But “Stop Making Sense” isn’t just a document of a band; it’s a film, with a structure, and with concessions made to how everything will work as a piece of cinema. In that Rome movie, the sound is muddy, and the cameras keep showing the same three or four angles. (Plus, Belew’s guitar dominates the mix too much in nearly every song, making the band less “Talking Heads” than “Talking Heads w/ Adrian Belew.”) For “Stop Making Sense,” Demme and the band weren’t above a little fakery. Some of the sounds on the soundtrack are overdubs, added later – including Byrne’s famous pre-intermission line, “Does anybody have any questions?” – and even in the original stage show, the band fudged some. When Byrne walks out at the beginning and presses “play” on a boombox, the percussion track actually plays from the soundboard, not from the tape on stage; and during the two-person performance of “Heaven” that follows immediately afterward, background vocalist Lynn Mabry sings the chorus from offstage. Most of these “fixes” are invisible, but the whole design of the “Stop Making Sense” tour was meant to call attention to the process of putting on a big rock show.
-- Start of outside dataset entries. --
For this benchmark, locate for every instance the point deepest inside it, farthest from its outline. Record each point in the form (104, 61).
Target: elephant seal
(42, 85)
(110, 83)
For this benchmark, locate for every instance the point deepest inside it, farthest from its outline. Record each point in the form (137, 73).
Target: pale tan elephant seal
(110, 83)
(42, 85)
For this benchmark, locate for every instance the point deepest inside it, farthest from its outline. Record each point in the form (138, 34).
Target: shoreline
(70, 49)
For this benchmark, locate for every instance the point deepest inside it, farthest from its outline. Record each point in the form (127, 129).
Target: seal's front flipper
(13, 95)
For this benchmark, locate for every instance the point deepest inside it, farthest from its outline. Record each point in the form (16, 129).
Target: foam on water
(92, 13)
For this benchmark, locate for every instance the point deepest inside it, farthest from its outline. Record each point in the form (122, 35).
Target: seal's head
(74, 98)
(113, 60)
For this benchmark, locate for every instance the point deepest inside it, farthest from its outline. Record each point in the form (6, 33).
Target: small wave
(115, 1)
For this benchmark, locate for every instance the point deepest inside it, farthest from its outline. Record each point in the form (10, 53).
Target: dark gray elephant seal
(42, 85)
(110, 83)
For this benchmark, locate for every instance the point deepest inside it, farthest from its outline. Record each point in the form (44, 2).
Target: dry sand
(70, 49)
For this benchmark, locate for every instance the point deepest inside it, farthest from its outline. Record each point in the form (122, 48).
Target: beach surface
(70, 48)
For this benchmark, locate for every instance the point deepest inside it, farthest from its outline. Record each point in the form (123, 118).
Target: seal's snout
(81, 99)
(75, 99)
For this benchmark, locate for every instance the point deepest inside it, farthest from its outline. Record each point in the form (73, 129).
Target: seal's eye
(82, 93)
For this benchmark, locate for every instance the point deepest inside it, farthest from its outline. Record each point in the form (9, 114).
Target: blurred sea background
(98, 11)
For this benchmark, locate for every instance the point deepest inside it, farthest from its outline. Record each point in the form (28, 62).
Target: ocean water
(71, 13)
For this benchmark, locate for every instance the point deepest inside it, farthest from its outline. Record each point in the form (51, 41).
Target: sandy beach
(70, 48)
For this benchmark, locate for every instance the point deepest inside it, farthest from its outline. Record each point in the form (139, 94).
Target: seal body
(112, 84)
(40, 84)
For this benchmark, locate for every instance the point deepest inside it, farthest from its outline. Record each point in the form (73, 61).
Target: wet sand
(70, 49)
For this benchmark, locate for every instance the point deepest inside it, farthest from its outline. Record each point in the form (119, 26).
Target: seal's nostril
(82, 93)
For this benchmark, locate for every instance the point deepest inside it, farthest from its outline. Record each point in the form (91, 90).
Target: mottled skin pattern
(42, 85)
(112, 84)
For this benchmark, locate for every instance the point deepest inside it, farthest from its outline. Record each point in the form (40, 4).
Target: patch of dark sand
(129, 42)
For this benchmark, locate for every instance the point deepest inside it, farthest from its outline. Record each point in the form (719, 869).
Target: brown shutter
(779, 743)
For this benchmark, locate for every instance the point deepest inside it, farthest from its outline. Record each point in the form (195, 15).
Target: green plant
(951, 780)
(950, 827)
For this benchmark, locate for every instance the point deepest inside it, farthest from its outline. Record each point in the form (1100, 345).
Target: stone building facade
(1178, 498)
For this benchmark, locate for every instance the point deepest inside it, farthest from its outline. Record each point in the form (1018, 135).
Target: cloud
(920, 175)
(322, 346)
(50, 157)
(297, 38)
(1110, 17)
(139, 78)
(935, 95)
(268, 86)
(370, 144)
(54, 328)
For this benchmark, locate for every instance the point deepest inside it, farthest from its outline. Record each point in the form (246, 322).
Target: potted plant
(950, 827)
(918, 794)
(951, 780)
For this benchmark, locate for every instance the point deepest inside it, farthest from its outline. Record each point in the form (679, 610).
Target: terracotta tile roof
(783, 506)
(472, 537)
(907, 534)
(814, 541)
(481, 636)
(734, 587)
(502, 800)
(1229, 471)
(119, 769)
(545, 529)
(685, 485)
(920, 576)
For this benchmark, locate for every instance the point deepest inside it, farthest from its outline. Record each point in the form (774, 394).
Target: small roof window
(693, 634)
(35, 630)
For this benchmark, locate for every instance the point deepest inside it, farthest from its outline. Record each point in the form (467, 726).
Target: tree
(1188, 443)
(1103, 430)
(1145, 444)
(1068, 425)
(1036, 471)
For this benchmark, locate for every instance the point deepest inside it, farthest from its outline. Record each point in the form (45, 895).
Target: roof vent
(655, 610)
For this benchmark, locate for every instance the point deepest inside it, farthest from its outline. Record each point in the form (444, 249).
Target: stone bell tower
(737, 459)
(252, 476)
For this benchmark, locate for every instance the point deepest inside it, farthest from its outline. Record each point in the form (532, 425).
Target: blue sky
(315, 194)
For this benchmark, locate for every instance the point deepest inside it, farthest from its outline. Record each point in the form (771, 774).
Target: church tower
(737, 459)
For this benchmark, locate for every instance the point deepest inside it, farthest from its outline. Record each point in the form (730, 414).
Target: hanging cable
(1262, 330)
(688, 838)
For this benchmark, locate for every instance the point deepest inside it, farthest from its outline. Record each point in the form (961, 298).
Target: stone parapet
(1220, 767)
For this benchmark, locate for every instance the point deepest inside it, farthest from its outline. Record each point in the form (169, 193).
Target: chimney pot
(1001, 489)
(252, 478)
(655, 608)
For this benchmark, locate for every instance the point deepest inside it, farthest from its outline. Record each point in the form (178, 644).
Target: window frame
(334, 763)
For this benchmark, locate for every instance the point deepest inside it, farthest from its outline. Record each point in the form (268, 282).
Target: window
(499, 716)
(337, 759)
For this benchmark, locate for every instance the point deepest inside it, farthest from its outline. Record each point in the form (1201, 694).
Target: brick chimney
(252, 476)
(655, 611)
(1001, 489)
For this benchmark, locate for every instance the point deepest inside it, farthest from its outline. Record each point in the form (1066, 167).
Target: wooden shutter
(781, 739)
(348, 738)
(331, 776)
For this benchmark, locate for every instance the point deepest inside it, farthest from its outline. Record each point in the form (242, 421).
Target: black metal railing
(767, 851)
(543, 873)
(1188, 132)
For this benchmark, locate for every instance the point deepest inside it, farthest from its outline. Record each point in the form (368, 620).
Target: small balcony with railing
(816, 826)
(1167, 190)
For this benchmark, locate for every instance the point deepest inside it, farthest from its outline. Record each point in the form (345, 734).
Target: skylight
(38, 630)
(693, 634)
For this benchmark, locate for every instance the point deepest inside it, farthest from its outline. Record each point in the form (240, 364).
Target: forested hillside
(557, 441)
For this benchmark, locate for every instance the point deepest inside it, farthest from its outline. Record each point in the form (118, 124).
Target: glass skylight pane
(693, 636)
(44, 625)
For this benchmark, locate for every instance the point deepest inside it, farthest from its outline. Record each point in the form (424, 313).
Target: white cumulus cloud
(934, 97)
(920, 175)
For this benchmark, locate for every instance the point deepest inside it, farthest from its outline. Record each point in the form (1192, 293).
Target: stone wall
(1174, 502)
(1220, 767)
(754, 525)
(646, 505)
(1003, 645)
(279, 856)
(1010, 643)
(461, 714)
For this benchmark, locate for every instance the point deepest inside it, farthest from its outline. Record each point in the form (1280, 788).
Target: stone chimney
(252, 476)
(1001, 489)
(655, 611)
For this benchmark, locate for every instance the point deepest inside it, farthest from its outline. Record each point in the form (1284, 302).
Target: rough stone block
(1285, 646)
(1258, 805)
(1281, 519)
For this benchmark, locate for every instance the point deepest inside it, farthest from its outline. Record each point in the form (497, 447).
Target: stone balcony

Each time the black-clad stagehands roll in a new instrument, or a new lighting rig, it changes the visual and aural dynamic of “Stop Making Sense” in a way that the audience recognizes far more than they would if everything were in place from the beginning. And then, post-intermission, when all the pieces are already there, Byrne and Demme still add quirky elements to differentiate each song, whether it’s the spooky lighting-from-below during “What a Day That Was” or Byrne dancing with a floor-lamp during the great love song “This Must Be the Place (Naive Melody).” Read more.

Mike D’Angelo, Letterboxd

This was the first movie I ever reviewed, for my high school newspaper at the time of its release. (Alas, the text has been lost.) Wonder which would surprise my 16-year-old self more: that I’d one day become a member of the New York Film Critics Circle, or that I’d one day weep tears of joy ever time I watch “Stop Making Sense”? Because Talking Heads were a super-cerebral band with a seemingly borderline-autistic frontman, the show’s sense of community and its nonstop joie de vivre now seem “unexpected” (given that I’ve seen the movie like 15 or 20 times) and uniquely thrilling; as Byrne notes on the commentary track, there’s a weird little narrative in which an uptight white dude gradually loosens up and frees himself, but what he (understandably) doesn’t mention is that he managed to pull this off without making the additional musicians, who are all black, seem either Magical or second-class. It’s an extended family up there. And I can’t explain why I get weepy when the camera cuts from Harrison doing a goofy little dance with Holt and Mabry to Byrne running in place with Weir (at the climax of “Burning Down the House,” which is not exactly poignancy central—even the song’s lyrics are basically random gibberish), but I always do these days. Read more.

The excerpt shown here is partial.